SAN DIEGO - The highest concentration of Iraq and Afghanistan veterans is in San Diego.
Many of those wounded in the wars, end up at Naval Medical Center San Diego. But after their treatment, they go home to their families -- who end up taking on the challenge of caring for them.
One group is stepping in to help the caregivers of wounded warriors.
"We didn't think it would happen to us, but it did," said Jessica Bleigh.
Her husband, Tim, a Navy corpsman, was assigned to a Marine patrol in Sangin, Afghanistan in 2011.
They set out in vehicles and were hit hard by an IED -- the bomb rolling over Tim's vehicle. They all survived, but just barely.
"He was stuck in a wheelchair, he couldn't walk, he couldn't drive by himself, he couldn't read," said Jessica.
The blast left Tim with spinal compression, broken bones, traumatic brain injury and post-traumatic stress.
"There was no normal at that point," she said.
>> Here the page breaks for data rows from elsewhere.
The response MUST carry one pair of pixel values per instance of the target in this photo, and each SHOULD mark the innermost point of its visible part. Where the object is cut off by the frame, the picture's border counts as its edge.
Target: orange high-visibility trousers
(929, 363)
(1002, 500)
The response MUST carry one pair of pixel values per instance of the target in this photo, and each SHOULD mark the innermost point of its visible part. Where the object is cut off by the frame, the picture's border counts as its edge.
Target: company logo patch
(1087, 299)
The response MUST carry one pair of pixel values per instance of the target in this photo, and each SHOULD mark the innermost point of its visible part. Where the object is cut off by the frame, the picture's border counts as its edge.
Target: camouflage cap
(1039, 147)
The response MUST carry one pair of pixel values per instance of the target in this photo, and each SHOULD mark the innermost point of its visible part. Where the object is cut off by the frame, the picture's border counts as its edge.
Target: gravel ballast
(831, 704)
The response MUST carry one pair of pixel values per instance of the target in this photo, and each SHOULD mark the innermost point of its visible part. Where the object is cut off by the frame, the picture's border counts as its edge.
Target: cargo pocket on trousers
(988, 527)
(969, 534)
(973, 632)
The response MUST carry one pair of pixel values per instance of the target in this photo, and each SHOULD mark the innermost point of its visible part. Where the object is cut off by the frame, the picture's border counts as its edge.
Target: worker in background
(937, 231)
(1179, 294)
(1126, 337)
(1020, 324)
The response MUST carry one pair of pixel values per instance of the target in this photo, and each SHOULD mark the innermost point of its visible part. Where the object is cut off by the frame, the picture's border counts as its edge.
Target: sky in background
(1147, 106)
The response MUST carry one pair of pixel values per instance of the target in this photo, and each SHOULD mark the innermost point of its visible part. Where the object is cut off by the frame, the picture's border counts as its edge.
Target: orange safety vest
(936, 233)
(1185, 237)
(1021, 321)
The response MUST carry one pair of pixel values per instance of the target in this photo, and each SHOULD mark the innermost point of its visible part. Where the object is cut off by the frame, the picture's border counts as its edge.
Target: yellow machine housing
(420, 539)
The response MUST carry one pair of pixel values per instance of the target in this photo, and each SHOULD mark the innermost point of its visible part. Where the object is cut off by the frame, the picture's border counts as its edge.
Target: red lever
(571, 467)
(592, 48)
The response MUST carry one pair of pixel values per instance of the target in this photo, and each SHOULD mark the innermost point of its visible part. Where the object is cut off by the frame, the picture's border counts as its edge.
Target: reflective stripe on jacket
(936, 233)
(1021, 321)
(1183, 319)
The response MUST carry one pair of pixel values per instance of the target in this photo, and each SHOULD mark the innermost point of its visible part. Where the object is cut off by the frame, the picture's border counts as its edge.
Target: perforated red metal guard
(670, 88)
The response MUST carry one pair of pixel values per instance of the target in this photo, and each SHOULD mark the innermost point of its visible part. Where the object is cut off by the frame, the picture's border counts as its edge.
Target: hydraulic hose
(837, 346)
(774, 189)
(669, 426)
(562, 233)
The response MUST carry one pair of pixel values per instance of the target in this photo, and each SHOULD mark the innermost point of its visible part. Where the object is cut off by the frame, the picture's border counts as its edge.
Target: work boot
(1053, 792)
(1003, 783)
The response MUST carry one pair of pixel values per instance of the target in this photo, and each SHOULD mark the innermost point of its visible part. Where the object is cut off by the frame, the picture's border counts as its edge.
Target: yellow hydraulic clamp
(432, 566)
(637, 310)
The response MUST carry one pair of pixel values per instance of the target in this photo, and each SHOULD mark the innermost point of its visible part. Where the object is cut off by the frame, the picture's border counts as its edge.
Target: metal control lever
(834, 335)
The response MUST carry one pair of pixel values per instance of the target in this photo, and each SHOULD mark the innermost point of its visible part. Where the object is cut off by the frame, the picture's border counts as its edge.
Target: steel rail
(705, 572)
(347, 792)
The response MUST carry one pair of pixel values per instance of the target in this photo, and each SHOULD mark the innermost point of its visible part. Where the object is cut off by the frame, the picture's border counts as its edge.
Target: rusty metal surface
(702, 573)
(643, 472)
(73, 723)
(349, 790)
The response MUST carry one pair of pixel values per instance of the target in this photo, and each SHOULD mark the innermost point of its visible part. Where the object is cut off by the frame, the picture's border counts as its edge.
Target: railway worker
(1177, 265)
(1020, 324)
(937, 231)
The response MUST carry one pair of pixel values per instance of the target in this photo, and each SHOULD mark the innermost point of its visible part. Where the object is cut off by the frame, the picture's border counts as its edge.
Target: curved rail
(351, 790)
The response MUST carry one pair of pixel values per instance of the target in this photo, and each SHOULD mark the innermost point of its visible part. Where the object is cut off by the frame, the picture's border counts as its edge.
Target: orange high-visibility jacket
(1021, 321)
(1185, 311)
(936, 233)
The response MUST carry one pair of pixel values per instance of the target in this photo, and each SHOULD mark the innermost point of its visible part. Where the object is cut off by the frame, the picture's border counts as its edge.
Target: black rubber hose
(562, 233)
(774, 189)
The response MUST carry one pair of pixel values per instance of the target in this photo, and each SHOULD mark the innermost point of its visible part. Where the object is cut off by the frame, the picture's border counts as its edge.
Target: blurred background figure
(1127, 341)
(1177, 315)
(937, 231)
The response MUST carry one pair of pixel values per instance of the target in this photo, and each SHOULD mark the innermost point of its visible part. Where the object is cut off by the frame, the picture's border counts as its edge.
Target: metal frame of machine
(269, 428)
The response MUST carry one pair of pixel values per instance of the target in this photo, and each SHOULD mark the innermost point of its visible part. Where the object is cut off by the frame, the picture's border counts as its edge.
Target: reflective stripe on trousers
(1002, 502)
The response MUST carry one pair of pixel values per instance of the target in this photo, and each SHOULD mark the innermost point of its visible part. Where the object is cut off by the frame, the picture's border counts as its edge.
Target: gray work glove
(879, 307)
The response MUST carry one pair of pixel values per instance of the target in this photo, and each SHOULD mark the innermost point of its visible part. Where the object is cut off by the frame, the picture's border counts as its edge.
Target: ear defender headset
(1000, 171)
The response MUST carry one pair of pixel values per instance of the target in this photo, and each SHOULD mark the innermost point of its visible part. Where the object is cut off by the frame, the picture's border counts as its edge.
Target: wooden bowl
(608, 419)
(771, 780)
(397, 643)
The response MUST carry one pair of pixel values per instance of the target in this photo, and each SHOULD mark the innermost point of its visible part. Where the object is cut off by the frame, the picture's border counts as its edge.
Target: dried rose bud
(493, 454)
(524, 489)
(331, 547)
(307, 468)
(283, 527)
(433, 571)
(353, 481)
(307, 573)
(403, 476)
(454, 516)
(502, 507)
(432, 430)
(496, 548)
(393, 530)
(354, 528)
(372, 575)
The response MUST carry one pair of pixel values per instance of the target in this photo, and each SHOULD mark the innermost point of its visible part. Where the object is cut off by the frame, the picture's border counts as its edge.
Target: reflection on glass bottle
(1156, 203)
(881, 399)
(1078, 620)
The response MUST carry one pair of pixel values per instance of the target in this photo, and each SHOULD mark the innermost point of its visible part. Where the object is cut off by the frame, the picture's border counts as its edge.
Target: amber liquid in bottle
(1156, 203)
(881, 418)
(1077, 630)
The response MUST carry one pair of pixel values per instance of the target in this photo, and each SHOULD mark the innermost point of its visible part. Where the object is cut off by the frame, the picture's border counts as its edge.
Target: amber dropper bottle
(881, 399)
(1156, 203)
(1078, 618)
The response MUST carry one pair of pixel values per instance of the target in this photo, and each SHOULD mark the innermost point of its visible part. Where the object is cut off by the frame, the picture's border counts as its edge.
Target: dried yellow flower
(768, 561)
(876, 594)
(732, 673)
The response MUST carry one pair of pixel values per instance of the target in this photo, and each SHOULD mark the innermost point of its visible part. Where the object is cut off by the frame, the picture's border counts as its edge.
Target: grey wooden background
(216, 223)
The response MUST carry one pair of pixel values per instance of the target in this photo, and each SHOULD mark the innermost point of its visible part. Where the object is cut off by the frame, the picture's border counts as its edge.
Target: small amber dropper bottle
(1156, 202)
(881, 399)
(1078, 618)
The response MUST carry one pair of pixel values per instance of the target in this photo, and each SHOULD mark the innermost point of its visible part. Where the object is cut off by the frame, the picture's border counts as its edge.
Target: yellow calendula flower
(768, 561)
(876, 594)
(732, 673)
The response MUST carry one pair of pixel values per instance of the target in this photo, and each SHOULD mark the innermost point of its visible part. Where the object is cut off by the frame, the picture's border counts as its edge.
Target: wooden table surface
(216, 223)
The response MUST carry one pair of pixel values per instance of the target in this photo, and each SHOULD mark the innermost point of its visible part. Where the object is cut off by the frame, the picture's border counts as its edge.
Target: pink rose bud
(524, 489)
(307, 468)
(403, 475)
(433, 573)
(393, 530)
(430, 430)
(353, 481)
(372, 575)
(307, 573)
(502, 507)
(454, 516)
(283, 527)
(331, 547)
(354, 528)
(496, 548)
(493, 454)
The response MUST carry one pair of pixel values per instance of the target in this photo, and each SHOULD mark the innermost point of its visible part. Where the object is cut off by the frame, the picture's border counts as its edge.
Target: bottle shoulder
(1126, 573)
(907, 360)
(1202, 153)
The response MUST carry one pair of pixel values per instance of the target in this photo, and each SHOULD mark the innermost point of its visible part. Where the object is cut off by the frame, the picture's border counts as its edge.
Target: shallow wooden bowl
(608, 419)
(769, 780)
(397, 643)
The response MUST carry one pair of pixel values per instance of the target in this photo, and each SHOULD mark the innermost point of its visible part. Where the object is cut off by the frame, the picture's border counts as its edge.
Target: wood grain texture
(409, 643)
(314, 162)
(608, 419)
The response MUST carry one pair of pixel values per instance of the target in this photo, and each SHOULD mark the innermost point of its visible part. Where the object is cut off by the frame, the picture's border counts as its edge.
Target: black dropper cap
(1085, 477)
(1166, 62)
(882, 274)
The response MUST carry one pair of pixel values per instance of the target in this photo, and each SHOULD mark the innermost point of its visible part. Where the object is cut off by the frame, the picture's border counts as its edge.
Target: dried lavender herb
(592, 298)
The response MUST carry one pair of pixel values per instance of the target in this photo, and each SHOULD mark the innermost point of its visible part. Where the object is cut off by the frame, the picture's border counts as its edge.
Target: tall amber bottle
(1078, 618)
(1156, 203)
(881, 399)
Jessica said Tim was not the husband he was when he went to war. And it was up to her to hold everything together.
"I didn't know what the next month was going to be or what the next year was going to be," she said.
That's when Southern Caregiver Resource Center came in to help Jessica and her family.
"Nobody talks to [caregivers] about what is it that you need, what is it that you're going through," said Executive Director Lorie Van Tilburg.
The center was created in 1987 to help families dealing with Alzheimer's disease. In 2007, Van Tilburg went to the Pentagon and met families of wounded warriors.
"They're so young like Jessica and their whole life has changed and going forward, their lives will be very different," she said.
Jessica said that since connecting with a resource counselor, her family became better equipped to confront the challenges they faced.
"They put you back together," she said.